Luca (16,19-31)
In quel tempo, gli apostoli dissero al Signore: «Accresci in noi la fede!». Il Signore rispose: «Se aveste fede quanto un granello di senape, potreste dire a questo gelso: “Sràdicati e vai a piantarti nel mare”, ed esso vi obbedirebbe. Chi di voi, se ha un servo ad arare o a pascolare il gregge, gli dirà quando rientra dal campo: “Vieni subito e mettiti a tavola”? Non gli dirà piuttosto: “Prepara da mangiare, strìngiti le vesti ai fianchi e sérvimi, finché avrò mangiato e bevuto, e dopo mangerai e berrai tu”? Avrà forse gratitudine verso quel servo, perché ha eseguito gli ordini ricevuti? Così anche voi, quando avrete fatto tutto quello che vi è stato ordinato, dite: “Siamo servi inutili. Abbiamo fatto quanto dovevamo fare”».
Tra le braccia di Dio
«Aumenta la nostra fede» (Lc 17,6). I discepoli di ogni tempo vivono provocati dall’esperienza: la gioia e il dolore di ogni avvenimento, la fatica di crescere, la fedeltà e il tradimento chiedono risposte capaci di coniugare il sì credente con la concretezza della propria storia. Ogni azione, mossa nel quotidiano, è impegno per affermare il proprio essere uomini, collocato in un qui e in un’ora nella ricerca della maturità personale e nell’equilibrio di avere i piedi ben piantati al suolo e lo sguardo proteso dinanzi, al futuro.

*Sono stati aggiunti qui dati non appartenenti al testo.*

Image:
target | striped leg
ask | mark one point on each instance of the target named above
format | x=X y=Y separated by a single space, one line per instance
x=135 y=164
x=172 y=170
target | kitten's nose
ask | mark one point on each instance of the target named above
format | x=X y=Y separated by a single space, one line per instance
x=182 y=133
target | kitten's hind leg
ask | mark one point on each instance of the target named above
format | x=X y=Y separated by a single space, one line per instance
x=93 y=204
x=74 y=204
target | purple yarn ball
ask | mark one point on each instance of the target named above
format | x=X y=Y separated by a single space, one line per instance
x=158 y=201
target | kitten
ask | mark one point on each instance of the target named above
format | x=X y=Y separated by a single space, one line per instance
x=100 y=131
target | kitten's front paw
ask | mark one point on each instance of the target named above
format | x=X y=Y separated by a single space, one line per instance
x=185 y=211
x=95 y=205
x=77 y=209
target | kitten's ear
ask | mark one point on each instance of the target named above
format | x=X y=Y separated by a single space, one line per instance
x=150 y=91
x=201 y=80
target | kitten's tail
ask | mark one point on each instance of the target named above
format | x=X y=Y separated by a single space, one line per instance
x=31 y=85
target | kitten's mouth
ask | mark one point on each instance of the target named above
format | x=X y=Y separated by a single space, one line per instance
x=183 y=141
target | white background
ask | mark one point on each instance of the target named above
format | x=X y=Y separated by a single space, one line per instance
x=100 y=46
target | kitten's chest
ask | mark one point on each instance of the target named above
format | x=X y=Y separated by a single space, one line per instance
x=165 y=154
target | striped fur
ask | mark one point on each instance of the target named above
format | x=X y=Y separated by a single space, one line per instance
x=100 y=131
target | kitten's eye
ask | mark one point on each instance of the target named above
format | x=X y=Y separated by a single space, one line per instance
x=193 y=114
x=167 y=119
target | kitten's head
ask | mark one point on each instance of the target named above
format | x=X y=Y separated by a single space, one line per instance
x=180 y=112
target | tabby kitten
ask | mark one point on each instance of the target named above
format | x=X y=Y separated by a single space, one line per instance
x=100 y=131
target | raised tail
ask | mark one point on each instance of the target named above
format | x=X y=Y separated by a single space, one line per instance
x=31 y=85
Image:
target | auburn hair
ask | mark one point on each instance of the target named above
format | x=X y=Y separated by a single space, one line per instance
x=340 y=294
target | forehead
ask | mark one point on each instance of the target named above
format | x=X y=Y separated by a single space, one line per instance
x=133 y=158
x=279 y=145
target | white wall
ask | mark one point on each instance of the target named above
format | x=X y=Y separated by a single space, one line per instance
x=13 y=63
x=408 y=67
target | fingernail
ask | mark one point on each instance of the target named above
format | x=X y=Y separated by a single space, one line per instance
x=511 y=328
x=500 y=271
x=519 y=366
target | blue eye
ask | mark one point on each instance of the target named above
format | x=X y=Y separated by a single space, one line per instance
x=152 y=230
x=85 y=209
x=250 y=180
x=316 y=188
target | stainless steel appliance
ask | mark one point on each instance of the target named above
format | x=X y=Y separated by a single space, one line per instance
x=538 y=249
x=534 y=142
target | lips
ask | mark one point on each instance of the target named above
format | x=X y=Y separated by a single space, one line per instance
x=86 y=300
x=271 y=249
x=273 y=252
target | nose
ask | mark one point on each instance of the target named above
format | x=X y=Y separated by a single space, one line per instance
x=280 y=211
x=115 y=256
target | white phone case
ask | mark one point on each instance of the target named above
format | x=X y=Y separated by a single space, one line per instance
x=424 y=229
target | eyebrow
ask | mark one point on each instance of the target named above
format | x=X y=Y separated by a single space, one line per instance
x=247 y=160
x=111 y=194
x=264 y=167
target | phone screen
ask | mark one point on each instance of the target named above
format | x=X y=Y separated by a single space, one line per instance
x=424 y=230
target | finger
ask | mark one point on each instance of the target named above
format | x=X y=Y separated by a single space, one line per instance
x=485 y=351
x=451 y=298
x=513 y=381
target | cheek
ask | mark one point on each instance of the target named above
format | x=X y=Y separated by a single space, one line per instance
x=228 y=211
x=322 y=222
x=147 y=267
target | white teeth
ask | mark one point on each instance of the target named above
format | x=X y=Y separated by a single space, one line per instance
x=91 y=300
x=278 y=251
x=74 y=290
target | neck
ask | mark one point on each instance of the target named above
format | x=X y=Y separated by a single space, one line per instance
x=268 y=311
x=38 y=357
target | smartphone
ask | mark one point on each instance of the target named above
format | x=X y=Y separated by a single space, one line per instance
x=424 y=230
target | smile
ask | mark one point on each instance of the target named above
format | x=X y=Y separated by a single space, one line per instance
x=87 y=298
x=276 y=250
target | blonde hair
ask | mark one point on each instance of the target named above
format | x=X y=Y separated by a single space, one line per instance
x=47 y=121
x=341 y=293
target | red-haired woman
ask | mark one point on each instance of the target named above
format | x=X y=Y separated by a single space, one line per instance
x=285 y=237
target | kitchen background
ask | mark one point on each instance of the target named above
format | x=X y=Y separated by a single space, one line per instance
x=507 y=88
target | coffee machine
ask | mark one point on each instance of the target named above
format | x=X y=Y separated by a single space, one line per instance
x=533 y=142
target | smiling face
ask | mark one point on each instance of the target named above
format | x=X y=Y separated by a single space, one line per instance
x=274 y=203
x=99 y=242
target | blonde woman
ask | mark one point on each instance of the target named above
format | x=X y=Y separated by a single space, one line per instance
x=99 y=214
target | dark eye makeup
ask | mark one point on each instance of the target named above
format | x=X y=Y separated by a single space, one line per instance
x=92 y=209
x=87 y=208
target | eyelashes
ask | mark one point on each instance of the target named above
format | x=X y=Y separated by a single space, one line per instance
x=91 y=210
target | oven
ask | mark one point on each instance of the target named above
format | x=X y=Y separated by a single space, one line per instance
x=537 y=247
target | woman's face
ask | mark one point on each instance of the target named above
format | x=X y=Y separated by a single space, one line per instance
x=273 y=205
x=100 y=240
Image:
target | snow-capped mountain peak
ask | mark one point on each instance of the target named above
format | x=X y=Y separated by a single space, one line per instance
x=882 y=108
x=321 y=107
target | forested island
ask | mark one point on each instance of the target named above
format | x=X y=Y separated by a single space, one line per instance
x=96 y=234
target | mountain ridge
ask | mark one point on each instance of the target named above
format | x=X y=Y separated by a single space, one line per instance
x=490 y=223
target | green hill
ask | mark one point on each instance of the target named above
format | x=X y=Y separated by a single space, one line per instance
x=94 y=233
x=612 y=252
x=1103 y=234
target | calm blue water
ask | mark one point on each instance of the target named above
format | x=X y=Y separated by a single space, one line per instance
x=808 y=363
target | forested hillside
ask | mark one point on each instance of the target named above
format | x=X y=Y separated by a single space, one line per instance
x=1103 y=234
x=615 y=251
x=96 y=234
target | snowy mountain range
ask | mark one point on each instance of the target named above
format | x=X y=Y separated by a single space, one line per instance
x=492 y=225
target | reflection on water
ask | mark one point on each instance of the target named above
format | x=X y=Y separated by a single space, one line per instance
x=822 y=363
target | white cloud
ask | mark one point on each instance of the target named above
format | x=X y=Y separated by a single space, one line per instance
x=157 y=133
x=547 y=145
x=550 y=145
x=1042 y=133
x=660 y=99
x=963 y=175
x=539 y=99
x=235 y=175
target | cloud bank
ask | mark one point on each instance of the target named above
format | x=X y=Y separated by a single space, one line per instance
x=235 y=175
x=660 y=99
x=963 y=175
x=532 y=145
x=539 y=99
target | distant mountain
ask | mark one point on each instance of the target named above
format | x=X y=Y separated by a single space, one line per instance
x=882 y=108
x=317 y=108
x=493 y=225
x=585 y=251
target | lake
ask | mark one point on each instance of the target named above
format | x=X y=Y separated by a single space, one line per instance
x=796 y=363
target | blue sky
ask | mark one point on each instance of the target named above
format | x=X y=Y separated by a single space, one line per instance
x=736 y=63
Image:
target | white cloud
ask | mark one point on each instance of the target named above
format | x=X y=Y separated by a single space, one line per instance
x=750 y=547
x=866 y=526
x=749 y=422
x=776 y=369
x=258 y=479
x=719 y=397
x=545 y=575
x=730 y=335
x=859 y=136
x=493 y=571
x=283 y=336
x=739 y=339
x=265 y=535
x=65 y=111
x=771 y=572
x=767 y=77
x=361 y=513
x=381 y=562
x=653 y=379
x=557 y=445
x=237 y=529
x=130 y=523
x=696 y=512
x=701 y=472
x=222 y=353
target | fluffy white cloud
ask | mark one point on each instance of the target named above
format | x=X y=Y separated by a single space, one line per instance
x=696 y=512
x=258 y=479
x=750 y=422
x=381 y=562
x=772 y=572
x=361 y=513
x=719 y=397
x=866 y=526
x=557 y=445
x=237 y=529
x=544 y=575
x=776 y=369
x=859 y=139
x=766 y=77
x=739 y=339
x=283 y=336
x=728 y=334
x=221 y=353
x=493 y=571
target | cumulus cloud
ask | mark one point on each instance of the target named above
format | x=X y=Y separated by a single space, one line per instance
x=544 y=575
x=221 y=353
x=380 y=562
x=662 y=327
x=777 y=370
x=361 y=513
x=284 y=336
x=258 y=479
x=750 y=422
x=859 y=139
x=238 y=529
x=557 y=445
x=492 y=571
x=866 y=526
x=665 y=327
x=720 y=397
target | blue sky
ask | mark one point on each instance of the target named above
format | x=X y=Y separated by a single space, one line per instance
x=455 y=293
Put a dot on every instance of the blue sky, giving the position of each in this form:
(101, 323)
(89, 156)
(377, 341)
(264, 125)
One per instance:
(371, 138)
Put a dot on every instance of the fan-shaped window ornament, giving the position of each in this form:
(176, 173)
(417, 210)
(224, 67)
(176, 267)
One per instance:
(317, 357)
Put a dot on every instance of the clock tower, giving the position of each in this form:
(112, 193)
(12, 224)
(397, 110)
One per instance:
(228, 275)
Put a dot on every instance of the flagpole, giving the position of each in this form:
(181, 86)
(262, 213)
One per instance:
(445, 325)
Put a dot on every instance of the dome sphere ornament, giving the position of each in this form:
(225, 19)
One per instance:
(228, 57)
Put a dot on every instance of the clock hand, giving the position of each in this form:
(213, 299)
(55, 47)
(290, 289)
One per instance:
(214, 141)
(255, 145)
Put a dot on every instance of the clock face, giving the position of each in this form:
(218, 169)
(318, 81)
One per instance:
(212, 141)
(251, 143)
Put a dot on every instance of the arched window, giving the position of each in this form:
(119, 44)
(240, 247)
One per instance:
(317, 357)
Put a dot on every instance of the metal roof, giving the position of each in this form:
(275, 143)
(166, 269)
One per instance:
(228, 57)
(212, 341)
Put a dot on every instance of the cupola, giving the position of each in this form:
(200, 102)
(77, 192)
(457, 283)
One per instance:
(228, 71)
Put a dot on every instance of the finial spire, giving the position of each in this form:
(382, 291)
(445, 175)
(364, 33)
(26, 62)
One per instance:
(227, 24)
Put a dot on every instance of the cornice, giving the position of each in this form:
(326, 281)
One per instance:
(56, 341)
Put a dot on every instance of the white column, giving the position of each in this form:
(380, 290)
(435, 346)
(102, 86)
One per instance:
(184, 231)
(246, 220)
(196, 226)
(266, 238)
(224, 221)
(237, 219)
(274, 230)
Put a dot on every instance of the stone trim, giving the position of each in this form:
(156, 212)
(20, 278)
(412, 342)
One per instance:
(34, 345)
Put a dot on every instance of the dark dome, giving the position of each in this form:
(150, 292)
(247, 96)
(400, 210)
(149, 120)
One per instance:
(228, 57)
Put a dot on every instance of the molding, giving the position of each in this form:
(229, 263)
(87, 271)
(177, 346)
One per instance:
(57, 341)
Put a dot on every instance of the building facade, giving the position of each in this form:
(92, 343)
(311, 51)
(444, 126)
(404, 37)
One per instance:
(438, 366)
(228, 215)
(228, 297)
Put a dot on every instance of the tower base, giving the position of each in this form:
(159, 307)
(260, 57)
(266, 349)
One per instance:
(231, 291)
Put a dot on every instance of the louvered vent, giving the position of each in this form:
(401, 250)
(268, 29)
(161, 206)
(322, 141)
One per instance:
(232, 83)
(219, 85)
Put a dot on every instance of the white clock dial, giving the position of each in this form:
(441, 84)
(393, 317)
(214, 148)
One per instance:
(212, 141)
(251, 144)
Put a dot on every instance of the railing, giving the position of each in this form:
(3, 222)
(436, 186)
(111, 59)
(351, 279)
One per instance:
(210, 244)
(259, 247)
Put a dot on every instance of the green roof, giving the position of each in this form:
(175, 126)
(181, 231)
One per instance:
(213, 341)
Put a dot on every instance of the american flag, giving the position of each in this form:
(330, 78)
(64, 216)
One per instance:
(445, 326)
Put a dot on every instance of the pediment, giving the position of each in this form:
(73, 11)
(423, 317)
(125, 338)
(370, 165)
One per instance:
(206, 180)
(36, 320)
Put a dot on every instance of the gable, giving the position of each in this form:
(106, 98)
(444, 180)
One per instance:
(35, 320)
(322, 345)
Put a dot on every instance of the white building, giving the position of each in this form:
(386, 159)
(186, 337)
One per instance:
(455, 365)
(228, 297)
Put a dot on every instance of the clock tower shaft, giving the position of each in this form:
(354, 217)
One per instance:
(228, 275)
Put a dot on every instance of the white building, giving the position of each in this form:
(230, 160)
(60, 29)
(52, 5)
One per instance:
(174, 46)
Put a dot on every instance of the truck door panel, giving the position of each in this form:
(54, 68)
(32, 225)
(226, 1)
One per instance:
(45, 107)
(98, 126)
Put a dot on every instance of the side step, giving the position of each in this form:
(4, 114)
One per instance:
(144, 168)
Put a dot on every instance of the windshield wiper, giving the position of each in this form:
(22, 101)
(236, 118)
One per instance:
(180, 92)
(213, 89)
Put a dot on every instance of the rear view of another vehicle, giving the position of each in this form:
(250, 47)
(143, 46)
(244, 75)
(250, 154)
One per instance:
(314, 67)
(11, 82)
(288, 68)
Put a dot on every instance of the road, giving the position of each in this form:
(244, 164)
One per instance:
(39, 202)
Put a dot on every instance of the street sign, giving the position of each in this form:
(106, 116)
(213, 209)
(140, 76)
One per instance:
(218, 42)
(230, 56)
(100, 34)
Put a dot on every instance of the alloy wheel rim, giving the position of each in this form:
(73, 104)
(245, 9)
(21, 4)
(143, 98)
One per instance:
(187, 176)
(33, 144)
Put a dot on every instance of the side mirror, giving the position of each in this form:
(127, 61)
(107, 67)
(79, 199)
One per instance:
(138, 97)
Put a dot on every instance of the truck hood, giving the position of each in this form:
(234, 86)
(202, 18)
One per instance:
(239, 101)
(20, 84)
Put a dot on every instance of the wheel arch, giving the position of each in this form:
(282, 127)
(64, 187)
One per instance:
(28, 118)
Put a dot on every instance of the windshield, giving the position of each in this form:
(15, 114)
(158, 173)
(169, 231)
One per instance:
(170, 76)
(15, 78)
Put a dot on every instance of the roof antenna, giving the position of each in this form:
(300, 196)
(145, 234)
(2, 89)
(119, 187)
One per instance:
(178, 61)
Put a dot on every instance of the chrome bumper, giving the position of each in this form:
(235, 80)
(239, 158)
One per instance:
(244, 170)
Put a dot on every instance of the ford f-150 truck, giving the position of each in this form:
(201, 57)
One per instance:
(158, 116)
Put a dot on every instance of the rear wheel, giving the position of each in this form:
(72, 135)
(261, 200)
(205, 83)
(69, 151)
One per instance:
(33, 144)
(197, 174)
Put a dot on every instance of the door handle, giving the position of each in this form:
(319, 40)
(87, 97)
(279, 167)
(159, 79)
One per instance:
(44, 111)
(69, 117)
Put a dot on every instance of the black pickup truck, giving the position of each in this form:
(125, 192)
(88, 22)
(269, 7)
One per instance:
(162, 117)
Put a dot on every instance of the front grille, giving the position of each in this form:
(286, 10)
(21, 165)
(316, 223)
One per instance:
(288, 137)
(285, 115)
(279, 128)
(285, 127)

Impresa non facile, per chi ha scelto il Maestro, quella di essere coerente con la parola data alla sua Parola. Spesso il discepolo ripete a sé stesso quello che l’Apostolo diceva: «So il bene che debbo fare e mi ritrovo a fare il male che non voglio fare» (Rm 7,19), perché il cuore è pronto ma la carne è debole. Contraddizione tra la consapevolezza del proprio essere e il dover essere. «Aumenta la mia fede », allora, è invocazione di chi cerca la forza di restare fedele, malgrado il turbinio degli avvenimenti, e di intercettare anche nell’oscurità del significato la luce che permette di superare ogni prova. «Aumenta la nostra fede» è una richiesta per comprendere il significato delle cose quando le risposte vengono a mancare e nonostante il dolore delle prove, il sapore cocente delle sconfitte, riuscire ad abbandonarsi alla volontà di Dio che vince il mondo.
La fede è scegliere per sé la volontà di chi è forte, certezza di sapersi fidare di chi ha promesso che «Soccombe colui che non ha l’animo retto, mentre il giusto vivrà per la sua fede» (Ab 2,4). È la fede che rende visibile in percorsi tortuosi una possibile via d’uscita, che arma il braccio del debole rendendolo forte in battaglia. Custodire la fede è farsi quotidianamente sorreggere dalla speranza di non essere mai delusi dalla Parola di colui che ci ha promesso di non lasciarci soli, di non avere paura.
Chiunque abbia fede e creda che Dio sia dalla sua parte, potrà chiedere che gli venga aumentata la fede. Egli sa bene che avere fede è sapere che si è in braccio a Dio, sicuri del suo amore, e questo basta. Altro, invece, è chiedere di essere custoditi nella propria fede, protetti dall’attacco dei nemici di ogni tempo, pronti ad aggredire i giusti per quello in cui credono, per quello che testimoniano.
E per custodire la fede è necessario non vergognarsi mai del Vangelo ricevuto, mai «della testimonianza da rendere al Signore nostro... ma soffri anche tu insieme con me per il vangelo» (2Tm 1,8). Un briciolo soltanto di fede, un granellino di abbandono in Dio, muove un coraggio inaudito, cambia il mondo. Anzi, la fede è proprio la vittoria che sconfigge il mondo (cfr 1 Gv 5,4).